Searching MySQL Tables

You could use the LIKE operator to search a set of fields for a string, but MySQL offers some built in indexing features that will simplify your task.

Let’s say you have a MySQL table with the following structure:

id            integer
title         varchar
article      text

You know want to add a search box to your website which will search the ‘articles’ table.   The first thing that may come to your mind is a query like the following:

SELECT id, title FROM articles WHERE title LIKE ‘%searchterm%’ OR description LIKE ‘%searchterm%’;

Sure, this would work for probably 90% of all searches, but it has 2 disadvantages:

  • It won’t work for the other 10% of searches
  • It is slow as ‘title’ and ‘article’ are not indexed

“Why won’t it work for the other 10% of searches?”, you may ask.  The reason is, let’s assume that you have a record in your table with title ‘MySQL – How to search tables’.   Next, assume that a user performs a search on the following term ‘MySQL search’.  The LIKE ‘%searchterm%’ won’t pick up on this search because the words are separated.

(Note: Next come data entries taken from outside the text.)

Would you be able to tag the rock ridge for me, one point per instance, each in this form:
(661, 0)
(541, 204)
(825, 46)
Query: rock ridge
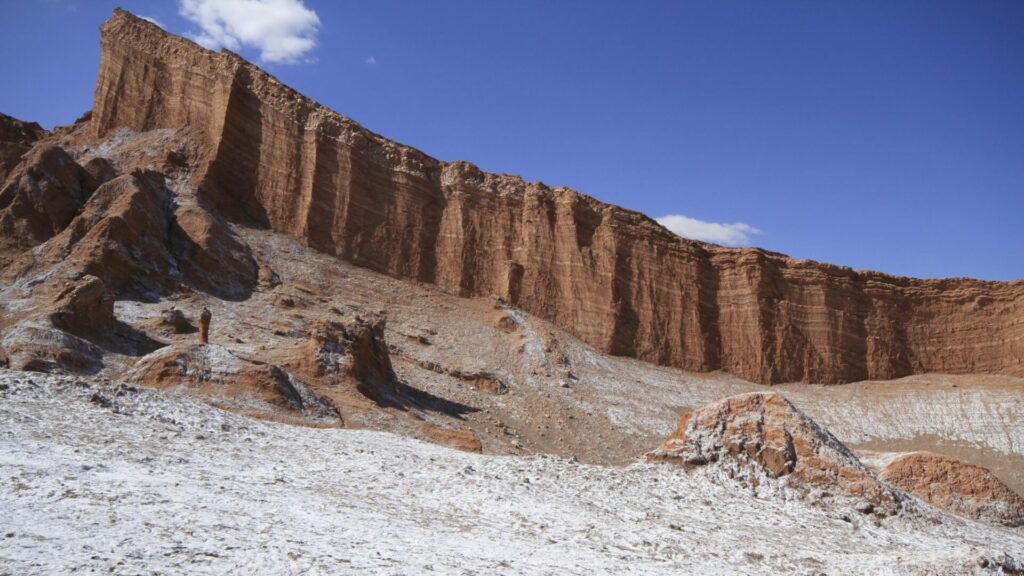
(614, 278)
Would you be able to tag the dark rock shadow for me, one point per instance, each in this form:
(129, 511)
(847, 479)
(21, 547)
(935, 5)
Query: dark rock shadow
(402, 397)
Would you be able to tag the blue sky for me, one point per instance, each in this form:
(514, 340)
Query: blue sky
(877, 134)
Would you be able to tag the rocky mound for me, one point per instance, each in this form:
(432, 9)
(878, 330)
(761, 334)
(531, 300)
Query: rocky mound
(16, 137)
(956, 487)
(225, 378)
(763, 435)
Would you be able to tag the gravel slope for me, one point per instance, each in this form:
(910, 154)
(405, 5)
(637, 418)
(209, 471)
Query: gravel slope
(95, 477)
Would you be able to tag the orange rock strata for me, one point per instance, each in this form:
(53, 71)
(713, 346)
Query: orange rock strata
(614, 278)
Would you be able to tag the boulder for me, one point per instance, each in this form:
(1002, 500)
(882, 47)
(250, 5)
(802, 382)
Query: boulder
(83, 307)
(956, 487)
(763, 436)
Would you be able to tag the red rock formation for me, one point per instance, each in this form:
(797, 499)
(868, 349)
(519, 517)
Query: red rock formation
(16, 137)
(765, 433)
(957, 487)
(83, 307)
(614, 278)
(40, 198)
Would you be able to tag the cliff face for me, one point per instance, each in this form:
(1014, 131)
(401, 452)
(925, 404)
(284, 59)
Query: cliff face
(614, 278)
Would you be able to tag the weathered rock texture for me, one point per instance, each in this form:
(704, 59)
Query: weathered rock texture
(767, 434)
(614, 278)
(16, 137)
(957, 487)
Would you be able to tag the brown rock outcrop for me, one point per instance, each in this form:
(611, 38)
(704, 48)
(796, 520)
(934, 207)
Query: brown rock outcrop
(16, 137)
(40, 198)
(354, 351)
(216, 373)
(83, 307)
(765, 433)
(956, 487)
(614, 278)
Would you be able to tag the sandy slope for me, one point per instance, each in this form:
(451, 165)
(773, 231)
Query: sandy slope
(96, 477)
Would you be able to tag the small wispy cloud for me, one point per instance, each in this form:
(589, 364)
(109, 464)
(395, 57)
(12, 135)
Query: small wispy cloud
(283, 31)
(153, 19)
(737, 234)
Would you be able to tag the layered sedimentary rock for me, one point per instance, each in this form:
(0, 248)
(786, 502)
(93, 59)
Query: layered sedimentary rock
(614, 278)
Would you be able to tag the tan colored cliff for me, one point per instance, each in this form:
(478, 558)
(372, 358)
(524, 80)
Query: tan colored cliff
(614, 278)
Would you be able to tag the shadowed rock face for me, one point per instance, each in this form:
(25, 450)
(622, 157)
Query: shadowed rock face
(614, 278)
(957, 487)
(16, 137)
(764, 433)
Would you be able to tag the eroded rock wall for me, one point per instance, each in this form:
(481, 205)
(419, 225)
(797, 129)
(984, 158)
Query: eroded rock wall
(614, 278)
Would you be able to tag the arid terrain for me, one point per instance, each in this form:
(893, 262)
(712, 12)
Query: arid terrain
(415, 366)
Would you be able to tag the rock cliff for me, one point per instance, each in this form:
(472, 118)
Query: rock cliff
(617, 280)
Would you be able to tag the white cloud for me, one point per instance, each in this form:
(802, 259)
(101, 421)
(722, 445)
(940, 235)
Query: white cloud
(283, 31)
(153, 19)
(730, 235)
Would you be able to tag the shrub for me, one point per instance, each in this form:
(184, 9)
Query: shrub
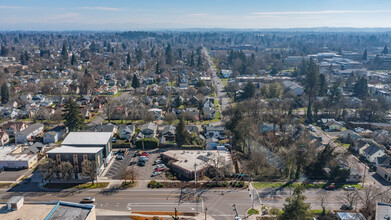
(153, 184)
(237, 184)
(148, 143)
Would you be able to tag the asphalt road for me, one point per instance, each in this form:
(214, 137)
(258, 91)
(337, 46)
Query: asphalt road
(219, 203)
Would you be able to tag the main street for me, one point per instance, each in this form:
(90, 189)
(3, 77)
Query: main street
(218, 202)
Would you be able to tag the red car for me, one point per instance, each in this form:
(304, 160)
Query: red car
(159, 169)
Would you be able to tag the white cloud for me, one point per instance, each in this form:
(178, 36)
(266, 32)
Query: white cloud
(65, 15)
(9, 7)
(320, 12)
(102, 8)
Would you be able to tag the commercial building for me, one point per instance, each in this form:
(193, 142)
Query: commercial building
(15, 158)
(76, 156)
(186, 162)
(91, 139)
(47, 211)
(30, 132)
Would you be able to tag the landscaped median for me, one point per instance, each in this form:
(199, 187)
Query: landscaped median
(177, 184)
(261, 185)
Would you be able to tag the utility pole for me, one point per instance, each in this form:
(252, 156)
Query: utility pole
(195, 174)
(252, 202)
(236, 211)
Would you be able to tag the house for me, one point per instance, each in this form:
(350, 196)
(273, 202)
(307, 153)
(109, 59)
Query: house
(36, 148)
(156, 112)
(183, 161)
(384, 169)
(209, 113)
(193, 129)
(30, 132)
(12, 127)
(348, 135)
(126, 131)
(371, 152)
(93, 140)
(383, 211)
(76, 156)
(148, 130)
(4, 138)
(16, 158)
(226, 73)
(54, 135)
(214, 131)
(169, 132)
(104, 128)
(349, 216)
(293, 87)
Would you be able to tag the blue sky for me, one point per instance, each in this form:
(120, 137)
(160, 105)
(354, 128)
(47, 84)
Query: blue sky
(151, 14)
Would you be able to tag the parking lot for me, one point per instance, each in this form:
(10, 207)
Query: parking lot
(118, 167)
(9, 175)
(130, 161)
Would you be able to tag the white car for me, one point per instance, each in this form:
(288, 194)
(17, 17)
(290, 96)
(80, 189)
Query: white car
(161, 166)
(143, 158)
(156, 173)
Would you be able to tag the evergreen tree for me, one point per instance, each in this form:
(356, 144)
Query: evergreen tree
(312, 78)
(365, 55)
(128, 59)
(64, 51)
(360, 89)
(73, 59)
(192, 62)
(169, 57)
(157, 68)
(73, 118)
(4, 93)
(385, 50)
(199, 62)
(135, 81)
(295, 207)
(181, 134)
(322, 85)
(249, 91)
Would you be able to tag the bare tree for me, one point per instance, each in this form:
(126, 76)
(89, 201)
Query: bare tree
(368, 197)
(349, 198)
(323, 201)
(66, 170)
(48, 170)
(89, 169)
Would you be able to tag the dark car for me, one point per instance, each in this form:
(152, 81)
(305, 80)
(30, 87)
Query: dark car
(27, 180)
(346, 207)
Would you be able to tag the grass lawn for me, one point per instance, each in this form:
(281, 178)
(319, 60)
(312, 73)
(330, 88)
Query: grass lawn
(250, 212)
(261, 185)
(76, 185)
(5, 185)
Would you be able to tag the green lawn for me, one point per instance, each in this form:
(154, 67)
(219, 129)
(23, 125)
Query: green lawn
(261, 185)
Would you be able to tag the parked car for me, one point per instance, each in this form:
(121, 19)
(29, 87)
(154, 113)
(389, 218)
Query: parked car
(157, 162)
(349, 188)
(159, 169)
(144, 158)
(330, 187)
(27, 180)
(88, 200)
(346, 207)
(161, 166)
(156, 173)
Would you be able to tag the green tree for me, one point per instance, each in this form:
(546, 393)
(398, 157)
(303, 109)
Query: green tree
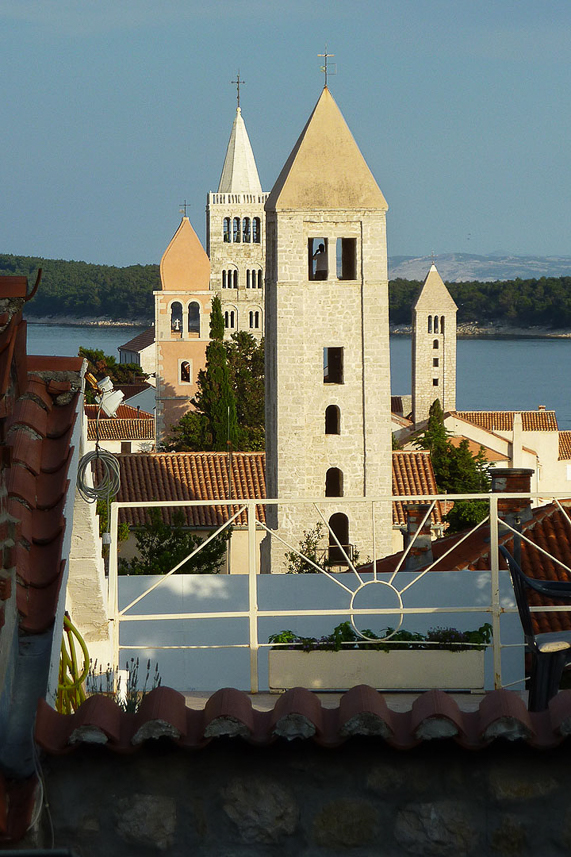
(457, 471)
(161, 546)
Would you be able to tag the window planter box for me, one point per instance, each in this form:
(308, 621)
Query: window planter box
(395, 670)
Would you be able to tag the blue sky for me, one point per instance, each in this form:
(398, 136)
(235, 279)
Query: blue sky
(115, 111)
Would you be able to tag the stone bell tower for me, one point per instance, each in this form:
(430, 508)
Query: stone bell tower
(236, 236)
(182, 325)
(327, 342)
(433, 347)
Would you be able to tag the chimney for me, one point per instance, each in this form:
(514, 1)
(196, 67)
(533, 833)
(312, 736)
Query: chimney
(420, 554)
(512, 480)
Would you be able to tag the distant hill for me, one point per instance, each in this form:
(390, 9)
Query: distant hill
(462, 267)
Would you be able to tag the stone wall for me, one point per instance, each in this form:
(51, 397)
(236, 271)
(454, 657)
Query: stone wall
(299, 800)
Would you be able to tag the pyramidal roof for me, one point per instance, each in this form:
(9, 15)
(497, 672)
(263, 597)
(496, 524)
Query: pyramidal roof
(434, 295)
(326, 169)
(239, 173)
(185, 266)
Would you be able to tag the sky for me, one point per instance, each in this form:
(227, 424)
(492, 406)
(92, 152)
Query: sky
(116, 111)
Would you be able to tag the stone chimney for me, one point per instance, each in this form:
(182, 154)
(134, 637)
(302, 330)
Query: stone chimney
(420, 554)
(512, 480)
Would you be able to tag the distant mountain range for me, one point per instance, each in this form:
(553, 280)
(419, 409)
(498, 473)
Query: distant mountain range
(463, 267)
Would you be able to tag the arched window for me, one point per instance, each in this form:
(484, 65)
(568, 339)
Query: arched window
(194, 318)
(339, 527)
(334, 482)
(332, 420)
(176, 317)
(185, 372)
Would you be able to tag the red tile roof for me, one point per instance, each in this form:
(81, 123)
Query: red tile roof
(141, 341)
(413, 474)
(298, 713)
(564, 445)
(503, 420)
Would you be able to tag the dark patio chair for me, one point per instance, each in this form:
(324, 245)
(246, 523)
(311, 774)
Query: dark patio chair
(551, 652)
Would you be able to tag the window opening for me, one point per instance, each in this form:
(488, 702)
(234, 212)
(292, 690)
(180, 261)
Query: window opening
(185, 372)
(334, 482)
(256, 230)
(176, 317)
(317, 251)
(194, 318)
(339, 525)
(346, 258)
(332, 420)
(332, 365)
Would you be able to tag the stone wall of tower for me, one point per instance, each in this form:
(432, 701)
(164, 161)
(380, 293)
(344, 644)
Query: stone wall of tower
(173, 348)
(303, 317)
(242, 256)
(433, 361)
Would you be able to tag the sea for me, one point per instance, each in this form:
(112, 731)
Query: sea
(499, 373)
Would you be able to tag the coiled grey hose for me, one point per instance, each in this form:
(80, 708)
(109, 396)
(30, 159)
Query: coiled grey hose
(110, 481)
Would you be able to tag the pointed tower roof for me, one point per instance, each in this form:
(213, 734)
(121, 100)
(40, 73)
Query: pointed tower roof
(185, 266)
(239, 173)
(434, 295)
(326, 169)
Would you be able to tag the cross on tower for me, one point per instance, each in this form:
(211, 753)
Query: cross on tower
(238, 82)
(324, 68)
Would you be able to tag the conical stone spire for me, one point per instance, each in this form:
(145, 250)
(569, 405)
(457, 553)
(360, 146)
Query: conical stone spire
(239, 173)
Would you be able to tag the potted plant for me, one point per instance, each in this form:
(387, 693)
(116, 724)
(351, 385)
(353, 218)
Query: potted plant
(442, 658)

Don’t worry, MySQL identified this problem many years ago and has since add the FULLTEXT index.  You can add a FULLTEXT index to a field like so:

ALTER TABLE articles ADD FULLTEXT (title);
ALTER TABLE articles ADD FULLTEXT (article);

After you’ve done this, you open up those fields to a whole new world of queries.  You’ll be most interested in the following:

SELECT id, title, MATCH (title, article) AGAINST (‘searchterm’) AS score
FROM story WHERE MATCH (title, article) AGAINST (‘searchterm’)

In a nutshell, MYSQL parses your search term and breaks it down into individual words, then matches those words against the FULLTEXT index.   So now, a search for ‘MySQL search’, as in the previous example, will return results.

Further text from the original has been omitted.